O advogado Carlos Gil Rodrigues Filho foi escolhido pela governadora Raquel Lyra para ocupar a vaga do Quinto Constitucional destinada à Ordem dos Advogados do Brasil (OAB) no Tribunal de Justiça de Pernambuco (TJPE). A nomeação foi oficializada nesta segunda-feira (3), após a formação da lista tríplice pelo Pleno do Tribunal.
Na votação entre os desembargadores, realizada na tarde de segunda-feira, Carlos Gil e Diana Câmara empataram com 44 votos cada, enquanto Adriana Caribé recebeu 30 votos. A lista foi entregue à governadora pelo presidente do TJPE, Ricardo Paes Barreto, durante reunião no Palácio do Campo das Princesas, com a presença dos três candidatos.

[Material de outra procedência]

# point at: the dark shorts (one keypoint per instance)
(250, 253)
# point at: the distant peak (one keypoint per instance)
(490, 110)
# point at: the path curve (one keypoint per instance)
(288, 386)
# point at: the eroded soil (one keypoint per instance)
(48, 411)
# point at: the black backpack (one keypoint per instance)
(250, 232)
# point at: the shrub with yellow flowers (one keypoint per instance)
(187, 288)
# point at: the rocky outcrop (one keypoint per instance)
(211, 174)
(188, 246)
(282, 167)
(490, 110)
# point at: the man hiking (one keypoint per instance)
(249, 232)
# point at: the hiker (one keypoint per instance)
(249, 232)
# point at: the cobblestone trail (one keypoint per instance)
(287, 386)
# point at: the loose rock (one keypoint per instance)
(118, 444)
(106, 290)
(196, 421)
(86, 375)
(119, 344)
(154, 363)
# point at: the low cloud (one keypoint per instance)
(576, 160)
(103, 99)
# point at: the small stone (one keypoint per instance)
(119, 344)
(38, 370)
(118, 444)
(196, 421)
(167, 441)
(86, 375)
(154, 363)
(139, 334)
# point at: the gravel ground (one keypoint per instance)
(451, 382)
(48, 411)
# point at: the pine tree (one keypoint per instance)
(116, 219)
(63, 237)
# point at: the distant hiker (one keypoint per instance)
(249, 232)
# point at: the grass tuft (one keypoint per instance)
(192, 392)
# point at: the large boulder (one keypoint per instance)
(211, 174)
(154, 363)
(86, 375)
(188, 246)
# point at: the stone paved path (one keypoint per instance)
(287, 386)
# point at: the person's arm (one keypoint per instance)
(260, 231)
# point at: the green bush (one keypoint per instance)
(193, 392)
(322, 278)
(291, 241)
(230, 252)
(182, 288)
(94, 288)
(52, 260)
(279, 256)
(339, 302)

No encontro, Raquel Lyra comunicou pessoalmente a decisão a Carlos Gil, que passa a representar a advocacia pernambucana na Corte.
Perfil do novo desembargador
Formado em Direito pela Associação de Ensino Superior de Olinda (AESO) em 2006, Carlos Gil Rodrigues Filho é pós-graduado em Direito Penal e Processual Penal pela Escola da Magistratura de Pernambuco, em parceria com a Faculdade Maurício de Nassau, e também possui especialização em Direito Eleitoral pela Escola Judiciária Eleitoral de Pernambuco (EJE/PE).
Na advocacia, foi sócio do escritório José David Gil Rodrigues e, desde 2011, dirige o Carlos Gil Advogados, com atuação nas áreas cível e eleitoral. No campo institucional, exerceu o cargo de conselheiro estadual da OAB-PE no biênio 2019–2021 e foi nomeado desembargador eleitoral titular do Tribunal Regional Eleitoral de Pernambuco (TRE-PE) em 2020, sendo reconduzido em 2022.
Durante o processo interno da OAB-PE que antecedeu a escolha pelo tribunal, Carlos Gil foi o candidato mais votado entre os homens, com 5.983 votos, integrando a lista sêxtupla enviada ao TJPE. Sua trajetória combina experiência técnica, atuação institucional e passagem pela Justiça Eleitoral, o que fortaleceu seu perfil para a vaga aberta pelo Quinto Constitucional.
Representatividade no Judiciário
O Quinto Constitucional, previsto na Constituição Federal, garante que um quinto das vagas dos tribunais seja ocupado por representantes da OAB e do Ministério Público, ampliando a pluralidade de origens na composição do Judiciário.